Patterns and Abstractions

  • Feature modules — Each major example is a cohesive package (routes, logic, README), which scales better than one giant module as your team grows.
  • Shared helpers — Cross-cutting utilities (tabular parsing, timing, and similar) live in a small shared layer so demos stay readable.
  • Startup hooks — Shows how to attach app-scoped state (models, caches, clients) in a structured way instead of ad hoc globals.

Mental Model

Dais UI (or API client)


Persistent Service (connector)
├── Your routers and business logic
├── Optional SQLite or disk cache
├── Background job orchestration
└── Dais SDK (File Manager, errors, conventions)

├── Local dev: talks to File Manager stand-in
└── Dais: talks to File Manager, secrets, and platform networking rules

How to Think About Requests

  1. Ingress — HTTP reaches the Persistent Service; middlewares handle logging and consistent error shaping.
  2. Domain logic — Your code validates input, calls SDKs or databases, returns Dais-friendly payloads.
  3. Files — Anything that lives in the project in Dais follows File Manager semantics; locally, the stand-in replaces hand-built HTTP mocks.

Two Environments, One Codebase

  • Local — Docker Compose (or equivalent) runs the Persistent Service and the stand-in; environment variables mirror secrets or configuration you will set in Dais where applicable.
  • Dais — The same image idea; networking and secrets are platform-managed. Always ask whether a call needs internet, secrets, or only internal Dais services.

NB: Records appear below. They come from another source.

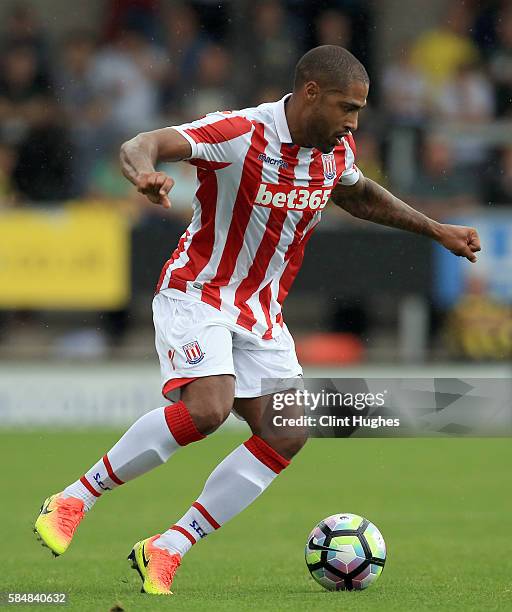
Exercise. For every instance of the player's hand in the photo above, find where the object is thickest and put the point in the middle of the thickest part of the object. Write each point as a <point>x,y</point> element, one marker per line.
<point>461,241</point>
<point>155,186</point>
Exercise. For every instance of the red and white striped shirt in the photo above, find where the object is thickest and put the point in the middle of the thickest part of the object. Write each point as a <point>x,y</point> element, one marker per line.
<point>258,199</point>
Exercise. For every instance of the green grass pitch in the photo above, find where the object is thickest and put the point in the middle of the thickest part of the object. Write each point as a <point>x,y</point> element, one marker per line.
<point>444,507</point>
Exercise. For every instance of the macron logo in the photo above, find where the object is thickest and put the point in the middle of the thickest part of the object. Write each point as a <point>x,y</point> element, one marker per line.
<point>273,162</point>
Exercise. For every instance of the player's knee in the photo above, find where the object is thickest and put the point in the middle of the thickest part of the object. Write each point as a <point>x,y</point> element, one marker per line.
<point>209,401</point>
<point>212,415</point>
<point>289,447</point>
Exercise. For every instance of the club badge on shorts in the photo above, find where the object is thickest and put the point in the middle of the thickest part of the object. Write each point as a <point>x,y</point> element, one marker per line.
<point>193,352</point>
<point>329,164</point>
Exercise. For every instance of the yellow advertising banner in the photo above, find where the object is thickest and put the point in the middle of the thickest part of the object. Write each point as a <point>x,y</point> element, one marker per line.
<point>72,257</point>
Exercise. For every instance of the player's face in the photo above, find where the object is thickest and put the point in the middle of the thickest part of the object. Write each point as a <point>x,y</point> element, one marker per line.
<point>333,113</point>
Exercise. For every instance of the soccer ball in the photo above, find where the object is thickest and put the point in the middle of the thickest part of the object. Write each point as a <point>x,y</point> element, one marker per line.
<point>345,552</point>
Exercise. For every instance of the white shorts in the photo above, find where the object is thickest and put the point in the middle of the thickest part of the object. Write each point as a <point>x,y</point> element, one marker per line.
<point>194,339</point>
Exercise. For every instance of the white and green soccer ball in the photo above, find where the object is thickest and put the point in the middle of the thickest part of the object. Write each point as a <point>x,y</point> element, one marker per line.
<point>345,552</point>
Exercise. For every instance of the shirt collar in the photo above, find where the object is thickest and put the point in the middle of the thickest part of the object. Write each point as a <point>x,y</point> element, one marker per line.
<point>283,131</point>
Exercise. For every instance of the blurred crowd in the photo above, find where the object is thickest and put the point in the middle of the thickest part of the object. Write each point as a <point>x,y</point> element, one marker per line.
<point>66,104</point>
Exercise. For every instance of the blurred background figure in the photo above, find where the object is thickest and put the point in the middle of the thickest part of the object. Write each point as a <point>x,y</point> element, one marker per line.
<point>404,91</point>
<point>500,63</point>
<point>441,51</point>
<point>440,189</point>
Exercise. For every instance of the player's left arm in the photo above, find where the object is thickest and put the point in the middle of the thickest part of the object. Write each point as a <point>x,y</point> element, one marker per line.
<point>367,200</point>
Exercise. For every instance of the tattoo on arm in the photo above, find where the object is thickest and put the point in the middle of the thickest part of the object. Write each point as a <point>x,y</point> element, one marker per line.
<point>373,203</point>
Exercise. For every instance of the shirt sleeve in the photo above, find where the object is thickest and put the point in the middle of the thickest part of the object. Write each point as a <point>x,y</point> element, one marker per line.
<point>350,174</point>
<point>216,137</point>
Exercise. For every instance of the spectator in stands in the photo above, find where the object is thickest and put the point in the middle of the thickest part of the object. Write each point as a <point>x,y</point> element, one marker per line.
<point>404,91</point>
<point>334,27</point>
<point>499,183</point>
<point>43,169</point>
<point>438,53</point>
<point>439,189</point>
<point>369,154</point>
<point>142,15</point>
<point>273,47</point>
<point>212,91</point>
<point>500,64</point>
<point>20,84</point>
<point>468,98</point>
<point>7,164</point>
<point>127,75</point>
<point>184,43</point>
<point>22,28</point>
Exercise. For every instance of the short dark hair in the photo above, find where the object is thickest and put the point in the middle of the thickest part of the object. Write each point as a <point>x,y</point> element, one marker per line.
<point>329,65</point>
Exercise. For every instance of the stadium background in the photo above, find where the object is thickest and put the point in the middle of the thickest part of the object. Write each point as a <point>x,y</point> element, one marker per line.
<point>80,254</point>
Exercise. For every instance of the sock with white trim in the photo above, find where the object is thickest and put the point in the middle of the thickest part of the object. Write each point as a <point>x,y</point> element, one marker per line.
<point>148,443</point>
<point>234,484</point>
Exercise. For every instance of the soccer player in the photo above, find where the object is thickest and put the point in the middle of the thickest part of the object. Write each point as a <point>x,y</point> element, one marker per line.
<point>264,176</point>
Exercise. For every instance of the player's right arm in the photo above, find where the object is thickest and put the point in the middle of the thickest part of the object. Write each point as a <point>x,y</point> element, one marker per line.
<point>141,154</point>
<point>210,142</point>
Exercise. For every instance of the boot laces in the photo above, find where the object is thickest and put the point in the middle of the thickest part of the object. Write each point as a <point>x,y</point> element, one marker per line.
<point>69,517</point>
<point>165,565</point>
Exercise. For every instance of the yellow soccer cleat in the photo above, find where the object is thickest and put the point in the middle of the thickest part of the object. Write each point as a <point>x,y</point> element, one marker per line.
<point>156,566</point>
<point>57,522</point>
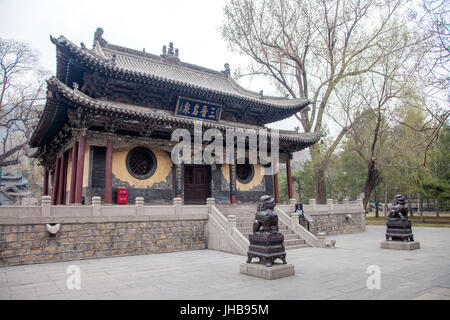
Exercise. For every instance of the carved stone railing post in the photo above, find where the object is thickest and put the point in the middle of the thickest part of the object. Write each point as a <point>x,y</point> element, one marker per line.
<point>312,202</point>
<point>321,236</point>
<point>210,202</point>
<point>330,204</point>
<point>346,203</point>
<point>292,202</point>
<point>139,204</point>
<point>232,220</point>
<point>46,206</point>
<point>177,203</point>
<point>96,206</point>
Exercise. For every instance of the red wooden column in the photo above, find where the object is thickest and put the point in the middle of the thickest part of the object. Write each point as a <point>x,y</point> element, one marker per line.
<point>61,179</point>
<point>45,186</point>
<point>66,164</point>
<point>55,182</point>
<point>276,188</point>
<point>232,183</point>
<point>289,178</point>
<point>73,174</point>
<point>80,169</point>
<point>108,172</point>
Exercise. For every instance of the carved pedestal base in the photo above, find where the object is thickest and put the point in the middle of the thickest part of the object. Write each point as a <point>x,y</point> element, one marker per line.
<point>267,247</point>
<point>276,271</point>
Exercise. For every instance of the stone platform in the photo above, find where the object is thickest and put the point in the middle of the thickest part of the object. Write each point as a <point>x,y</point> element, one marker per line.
<point>276,271</point>
<point>400,245</point>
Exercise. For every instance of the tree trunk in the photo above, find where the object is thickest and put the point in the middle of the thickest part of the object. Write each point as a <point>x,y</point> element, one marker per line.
<point>372,180</point>
<point>436,204</point>
<point>377,213</point>
<point>385,201</point>
<point>320,187</point>
<point>411,214</point>
<point>299,192</point>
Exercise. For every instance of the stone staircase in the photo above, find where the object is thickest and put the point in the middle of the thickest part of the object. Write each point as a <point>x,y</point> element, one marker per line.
<point>245,215</point>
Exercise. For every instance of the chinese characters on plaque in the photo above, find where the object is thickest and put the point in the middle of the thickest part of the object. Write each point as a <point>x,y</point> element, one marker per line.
<point>198,109</point>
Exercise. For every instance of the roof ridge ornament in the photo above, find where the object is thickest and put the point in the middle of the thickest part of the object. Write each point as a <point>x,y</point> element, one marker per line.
<point>170,54</point>
<point>98,36</point>
<point>227,71</point>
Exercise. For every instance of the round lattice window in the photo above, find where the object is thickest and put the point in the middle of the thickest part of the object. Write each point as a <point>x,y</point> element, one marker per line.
<point>141,163</point>
<point>244,172</point>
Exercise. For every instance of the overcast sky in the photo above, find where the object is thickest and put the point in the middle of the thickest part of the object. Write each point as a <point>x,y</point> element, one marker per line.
<point>192,25</point>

Scenarios in Dais store inputs and model results for a decision; your Persistent Service APIs typically read or write project files and data through File Manager and your chosen stores, aligned with how the App is structured in UI Builder.

Best Practices

Extending and Modifying

  • Start narrow — Add one router package and one lifecycle concern at a time; prove it in tests before layering more.
  • Align dependencies with shipped features — Each heavy library (solver, cloud SDK, LLM client) should justify its place in the image and licensing.
  • Secrets — Treat .env as local-only; in Dais, use documented secret mechanisms and document required keys in your team runbook.
  • Strip demos early — When you fork for production, remove unused examples and data artifacts to shrink the image and reduce confusion.

Common Pitfalls

  • Leaving every demo enabled — Unused endpoints, harder security reviews, and unnecessary packages in the image.
  • Ignoring internet or capability requirements — If your code calls the public internet from the Persistent Service, your deployment manifest and approvals must match; otherwise you see timeouts or opaque failures.
  • Confusing local stand-in with production — Use the same File Manager abstractions in both environments; avoid hard-coding stand-in URLs in logic that runs in Dais.
  • Over-copying — Prefer one reference example closest to your problem, then generalize; avoid merging unrelated patterns into one route module.